娄振华见他态度分明,也不再多劝。谭雅丽却接得自然,嘴角带笑:“小何师傅,进厂的事不急。您以后常来家里坐坐就好。我学谭家菜只学了个皮毛,炖个鸡油冬瓜都糊火候,还得请您多指教呢。”

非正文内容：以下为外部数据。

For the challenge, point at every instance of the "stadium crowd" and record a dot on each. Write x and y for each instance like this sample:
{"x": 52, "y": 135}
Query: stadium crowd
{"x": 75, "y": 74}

娄振华立刻跟着搭腔:“对对对!雅丽说得是!您闲了就过来,家里永远给您留着座儿。”
夫妻俩你一句我一句,话里没逼迫,全是实诚。何雨柱推辞不过,只得应下:“行,我记着了。只要手头不忙,一定来。要是府上办大事,提前招呼一声,我随叫随到。”
两人这才放心,不再强留。
何雨柱起身告辞。娄振华让司机送,他摆手谢过:“不用麻烦,走走正好醒醒神。”
转身出了洋楼,寒风迎面扑来,他裹紧棉袄,揣着鼓囊囊的红包,慢慢往四合院方向走。正月的四九城,天黑得早,六点刚过,巷子已黑得浓稠,风像刀片刮脸,生疼。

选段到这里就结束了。